– Это стало моей работой, нравится мне это или нет, – говорит он. – Это то, что я люблю делать и чем я хотел бы заниматься всегда, но, честно говоря, я больше не получаю от этого такого же удовольствия, как раньше, когда я репетировал каждую ночь, предвкушая, как это будет выглядеть на сцене. Все совсем не так, как было в первые пару лет, когда я играл перед несколькими людьми, загружал фургон и отправлялся на рок-концерт, чтобы действительно играть. Это невозможно повторить, когда занимаешься этим на протяжении десяти лет. Уже нет того чувства.
– Я удивлен, что все это до сих пор меня волнует, – продолжает Курт. – Иногда я просто поражаюсь, что могу до такой степени наслаждаться этими ощущениями, когда у нас действительно хорошее шоу. Я чувствую себя очень хорошо и свободно, и на самом деле не имеет значения, нравится это публике или нет. Я абсолютно не думаю об этом, потому что обычно толпа одна и та же, где бы мы ни были. Обычно это связано с моим настроением – если я чувствую себя расслабленным и действительно хочу играть, и если это случается в то время дня, когда мне хочется играть, даже если это не концерт, то обычно все идет хорошо, и я очень ценю это.
Что происходит в голове Курта, когда он выступает на сцене?
– Это смесь всевозможных эмоций, которые я когда-либо испытывал, – говорит он. – Это гнев, это смерть и абсолютная безмятежность, такая же счастливая, как была, когда я был беззаботным ребенком, бегал и бросал камни в полицейских. Все и сразу. Каждая песня ощущается по-разному.
Так что все эти вопли, удары руками и интенсивный, искаженный звук – не совсем то, чем кажется.
– Люди видят такую энергию и кричат, люди видят ее как отрицательный выброс, будто мы должны это выплеснуть, иначе кого-нибудь убьем, – говорит Дэйв. – Но я счастлив, когда играю эту музыку. Она делает меня по-настоящему счастливым. Возможно, когда мне было тринадцать или четырнадцать, я злился на Спрингфилд, штат Вирджиния, и все это просто раздражало меня. Шуметь – это весело, и чем больше шума, тем веселее. Так что чем больше шума вы производите, тем лучше себя чувствуете.
Курт по-настоящему злился на сцене, если аппаратура работала плохо, и это часто приводило к поломке инструментов или резкому уходу со сцены.
– Если я не слышу себя, у меня не может быть хорошего шоу, – говорит он. – Я не могу притворяться. Я чувствую себя полным идиотом. Аудитория не заслуживает того, чтобы видеть, что я себя не слышу и не могу обеспечить стопроцентной отдачи. Я не могу стоять и притворяться, что мне хорошо, если это не так. Поэтому, если это происходит, я чувствую, будто обманываю людей.

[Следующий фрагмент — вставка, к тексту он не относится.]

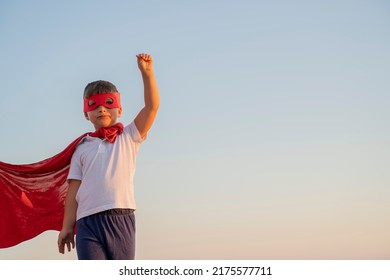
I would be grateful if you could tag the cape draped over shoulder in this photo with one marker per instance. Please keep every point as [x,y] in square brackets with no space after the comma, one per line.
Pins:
[32,196]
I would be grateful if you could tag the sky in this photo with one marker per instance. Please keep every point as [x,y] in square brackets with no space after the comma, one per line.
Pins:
[272,138]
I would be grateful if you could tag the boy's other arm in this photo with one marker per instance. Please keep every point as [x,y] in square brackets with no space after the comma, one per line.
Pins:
[145,118]
[66,235]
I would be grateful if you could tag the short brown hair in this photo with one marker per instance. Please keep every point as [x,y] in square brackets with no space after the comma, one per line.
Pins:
[98,87]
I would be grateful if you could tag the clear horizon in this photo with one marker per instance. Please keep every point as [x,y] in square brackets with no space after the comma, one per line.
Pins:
[272,139]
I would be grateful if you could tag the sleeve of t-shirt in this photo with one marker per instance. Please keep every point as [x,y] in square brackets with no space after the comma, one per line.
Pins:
[75,167]
[134,133]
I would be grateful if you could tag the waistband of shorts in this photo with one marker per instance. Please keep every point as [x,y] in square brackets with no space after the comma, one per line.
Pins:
[115,211]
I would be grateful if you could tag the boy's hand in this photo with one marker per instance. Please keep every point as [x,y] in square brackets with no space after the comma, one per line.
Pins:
[65,237]
[145,63]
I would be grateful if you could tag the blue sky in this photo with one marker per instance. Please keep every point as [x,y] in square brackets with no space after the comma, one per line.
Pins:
[272,139]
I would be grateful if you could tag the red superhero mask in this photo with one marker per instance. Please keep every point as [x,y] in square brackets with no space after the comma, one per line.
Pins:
[107,99]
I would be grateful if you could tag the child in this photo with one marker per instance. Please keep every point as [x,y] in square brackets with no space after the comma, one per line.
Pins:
[100,198]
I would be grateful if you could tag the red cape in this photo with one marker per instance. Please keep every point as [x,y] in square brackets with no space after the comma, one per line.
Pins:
[32,196]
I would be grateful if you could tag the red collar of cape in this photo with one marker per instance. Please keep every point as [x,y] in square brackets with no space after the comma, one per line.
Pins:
[32,196]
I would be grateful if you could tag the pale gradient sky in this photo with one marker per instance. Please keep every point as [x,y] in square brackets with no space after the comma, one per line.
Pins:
[272,140]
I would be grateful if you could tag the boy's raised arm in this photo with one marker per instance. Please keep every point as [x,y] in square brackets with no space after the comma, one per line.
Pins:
[145,118]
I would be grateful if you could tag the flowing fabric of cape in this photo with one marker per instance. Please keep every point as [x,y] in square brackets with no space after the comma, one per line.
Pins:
[32,196]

В настоящее время группа может потребовать и получить все, что хочет, касаемо звукового оборудования.
Несмотря на сказанное ранее, Курт очень хорошо понимает атмосферу, исходящую от аудитории.
– Я плыву по течению, смотрю на аудиторию и понимаю, что они действительно наслаждаются собой, и это доставляет мне радость, – говорит он. – Видеть, как множество людей беснуется, довольно круто. Определенно, одна из немногих традиций, которые наша группа внедрила в рок-н-ролл, – это огромное количество людей, собирающихся в одном месте для пого[94].

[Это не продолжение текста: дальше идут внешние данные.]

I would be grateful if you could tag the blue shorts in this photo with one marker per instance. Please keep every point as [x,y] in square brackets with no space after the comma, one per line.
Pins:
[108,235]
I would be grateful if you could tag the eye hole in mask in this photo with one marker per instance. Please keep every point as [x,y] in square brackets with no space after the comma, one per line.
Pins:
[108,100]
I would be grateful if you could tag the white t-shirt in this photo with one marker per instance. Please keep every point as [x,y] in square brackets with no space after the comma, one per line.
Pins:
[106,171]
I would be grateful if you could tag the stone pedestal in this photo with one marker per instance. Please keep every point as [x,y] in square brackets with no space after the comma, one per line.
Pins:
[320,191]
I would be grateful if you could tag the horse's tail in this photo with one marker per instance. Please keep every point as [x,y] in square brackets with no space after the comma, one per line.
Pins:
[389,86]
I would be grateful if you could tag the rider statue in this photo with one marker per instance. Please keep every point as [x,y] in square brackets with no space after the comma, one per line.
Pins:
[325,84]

Есть причина, по которой группа выдержала все испытания и невзгоды, и в основе этого лежит крепкая связь между Куртом и Кристом. Отношения Курта и Кортни так заманчиво вписались в стереотипные рамки, и то же самое можно сказать и о Курте и Кристе. Конечно, есть элементы Матта и Джеффа[95]. – эмоциональный коротышка и большой, непоколебимый приятель. Крист обычно более уравновешен в принятии деловых решений. Именно Крист успокаивает Курта, когда тот нервничает из-за чего-либо, от воинственного вышибалы до паршивого звука из мониторов. Но они прекрасно дополняют друг друга.
– Иногда Курт бывает тихим, а Крист – громким, а иногда, наоборот, Курт будет громким, а Крист попытается держать ситуацию под контролем, – говорит Трейси Марандер. – В каком-то смысле это практически как инь и ян.

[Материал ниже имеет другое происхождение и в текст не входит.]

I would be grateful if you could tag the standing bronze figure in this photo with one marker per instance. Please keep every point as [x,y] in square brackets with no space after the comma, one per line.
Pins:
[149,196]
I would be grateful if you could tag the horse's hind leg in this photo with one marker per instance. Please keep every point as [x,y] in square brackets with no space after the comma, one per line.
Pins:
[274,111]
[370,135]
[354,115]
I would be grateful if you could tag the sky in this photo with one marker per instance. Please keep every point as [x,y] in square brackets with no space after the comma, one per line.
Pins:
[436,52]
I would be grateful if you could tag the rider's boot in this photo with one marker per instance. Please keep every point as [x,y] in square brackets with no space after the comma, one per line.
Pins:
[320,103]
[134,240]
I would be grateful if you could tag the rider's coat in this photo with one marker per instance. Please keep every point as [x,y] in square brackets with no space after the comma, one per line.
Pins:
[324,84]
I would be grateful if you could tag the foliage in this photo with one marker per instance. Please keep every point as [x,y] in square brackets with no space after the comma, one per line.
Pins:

– У нас всегда было достаточно уважения друг к другу, чтобы заранее понять, что нас раздражает друг в друге, какие маленькие дефекты нашей личности беспокоят другого, и попытаться унять их, прежде чем это превратится в драку, – говорит Курт. – Мы никогда не говорили друг другу гадостей. Это действительно странно. Это не потому, что мы так сильно любим друг друга – каждый из нас считает другого лицемером, и есть вещи, в которых мы друг друга презираем, но это не имеет значения. Мы оба понимаем: нет смысла воевать друг с другом, хотя бы ради группы.
Единственная претензия Курта к Кристу заключается в том, что чувство юмора Криста заглушает его собственное.